I can only really speak to reddit, but I think this applies to all of the user generated content websites. The original premise, that everyone agreed to, was the site provides a space and some tools and users provide content to fill it. As information gets added, it becomes a valuable resource for everyone. Ads and other revenue streams become a necessary evil in all this, but overall directly support the core use case.
Now that content is being packaged into large language models to be either put behind a paywall or packed into other non-freely available services. Since they no longer seem interested in supporting the model we all agreed on, I see no reason to continue adding value and since they provided tools to remove content I may as well use them.
But from the very beginning years ago, it was understood that when you post on these types of sites, the data is not yours, or at least you give them license to use it how they see fit. So for years people accepted that, but are now whining because they aren’t getting paid for something they gave away.
This is legal vs rude. It certainly is legal and was in the terms of service for them to use the data in any way they see fit. But, also it’s rude to bait and switch from being a message board to being an AI data source company. Users we led to believe they were entering into an agreement with one type of company and are now in an agreement with a totally different one.
You can smugly tell people they shouldn’t have made that decision 15 years ago when they started, but a little empathy is also cool.
Additionally: When you owe your entire existence and value to user goodwill it might not be a great idea to be rude to them.
No, you can’t post something in public and have it appropriated by a mega corp for money and then prevent you from deleting or modifying the very things you posted.
It should stay for creative works but that’s it.
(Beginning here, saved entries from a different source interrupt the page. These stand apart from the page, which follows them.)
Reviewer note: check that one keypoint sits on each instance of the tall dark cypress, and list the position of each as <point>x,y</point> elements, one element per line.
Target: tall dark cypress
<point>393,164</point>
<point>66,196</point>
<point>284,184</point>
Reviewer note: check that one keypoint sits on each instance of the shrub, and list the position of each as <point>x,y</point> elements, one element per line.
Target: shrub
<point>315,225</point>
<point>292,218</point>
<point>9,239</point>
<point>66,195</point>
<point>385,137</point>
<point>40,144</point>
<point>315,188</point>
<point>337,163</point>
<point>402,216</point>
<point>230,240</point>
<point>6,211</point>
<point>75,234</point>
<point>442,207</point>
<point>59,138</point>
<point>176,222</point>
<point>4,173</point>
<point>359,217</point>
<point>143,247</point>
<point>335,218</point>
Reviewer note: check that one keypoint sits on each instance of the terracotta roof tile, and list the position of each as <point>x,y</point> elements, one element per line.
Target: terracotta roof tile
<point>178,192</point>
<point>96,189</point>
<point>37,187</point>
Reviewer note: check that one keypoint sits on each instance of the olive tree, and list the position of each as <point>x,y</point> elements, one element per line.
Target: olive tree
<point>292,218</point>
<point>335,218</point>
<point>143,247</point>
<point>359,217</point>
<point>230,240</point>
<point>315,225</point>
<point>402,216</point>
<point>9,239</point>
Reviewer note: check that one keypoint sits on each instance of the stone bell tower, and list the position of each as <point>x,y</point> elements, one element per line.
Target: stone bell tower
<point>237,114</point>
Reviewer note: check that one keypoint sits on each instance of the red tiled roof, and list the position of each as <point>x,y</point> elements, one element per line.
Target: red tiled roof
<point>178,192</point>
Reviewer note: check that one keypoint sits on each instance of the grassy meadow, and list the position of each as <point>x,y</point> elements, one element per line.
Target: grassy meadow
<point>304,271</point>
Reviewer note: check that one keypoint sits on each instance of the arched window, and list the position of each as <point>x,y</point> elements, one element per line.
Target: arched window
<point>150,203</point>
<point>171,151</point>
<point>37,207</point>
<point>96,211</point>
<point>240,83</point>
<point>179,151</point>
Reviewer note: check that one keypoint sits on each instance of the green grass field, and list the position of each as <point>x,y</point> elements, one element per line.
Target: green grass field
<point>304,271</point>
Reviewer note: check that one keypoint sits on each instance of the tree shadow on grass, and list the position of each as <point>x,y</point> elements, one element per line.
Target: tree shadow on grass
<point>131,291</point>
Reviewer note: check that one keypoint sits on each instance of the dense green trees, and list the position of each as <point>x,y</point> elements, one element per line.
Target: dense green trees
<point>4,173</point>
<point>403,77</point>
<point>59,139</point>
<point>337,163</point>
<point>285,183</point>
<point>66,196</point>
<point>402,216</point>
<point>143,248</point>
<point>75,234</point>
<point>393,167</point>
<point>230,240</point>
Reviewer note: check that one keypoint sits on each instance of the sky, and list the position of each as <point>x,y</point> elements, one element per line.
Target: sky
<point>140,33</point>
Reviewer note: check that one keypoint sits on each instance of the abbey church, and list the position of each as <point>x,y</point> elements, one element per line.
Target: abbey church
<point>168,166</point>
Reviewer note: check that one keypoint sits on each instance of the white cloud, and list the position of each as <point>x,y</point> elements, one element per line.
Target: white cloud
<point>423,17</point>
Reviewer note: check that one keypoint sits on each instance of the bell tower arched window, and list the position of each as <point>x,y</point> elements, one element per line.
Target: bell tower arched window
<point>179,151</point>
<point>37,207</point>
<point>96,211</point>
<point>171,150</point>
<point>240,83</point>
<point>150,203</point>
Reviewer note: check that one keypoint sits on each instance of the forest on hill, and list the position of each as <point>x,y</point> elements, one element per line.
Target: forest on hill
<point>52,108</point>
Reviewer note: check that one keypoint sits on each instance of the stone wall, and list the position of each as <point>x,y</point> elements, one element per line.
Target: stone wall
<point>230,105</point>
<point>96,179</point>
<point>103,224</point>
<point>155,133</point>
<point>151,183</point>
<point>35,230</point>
It should protect people who actually write books, compose music, make art, and sing. It shouldn’t be held by corporations forever by leeching off their workers.
Creative works of individuals specially… Corporations should explicitly be deemed not people and not possessing of the same rights as people and the fact that needs to be said just goes to show how far down the shit hole we’ve fallen
Corporations should be outlawed from owning houses and land as well. Maybe they can own the building, but they must be forced to rent the land from Us.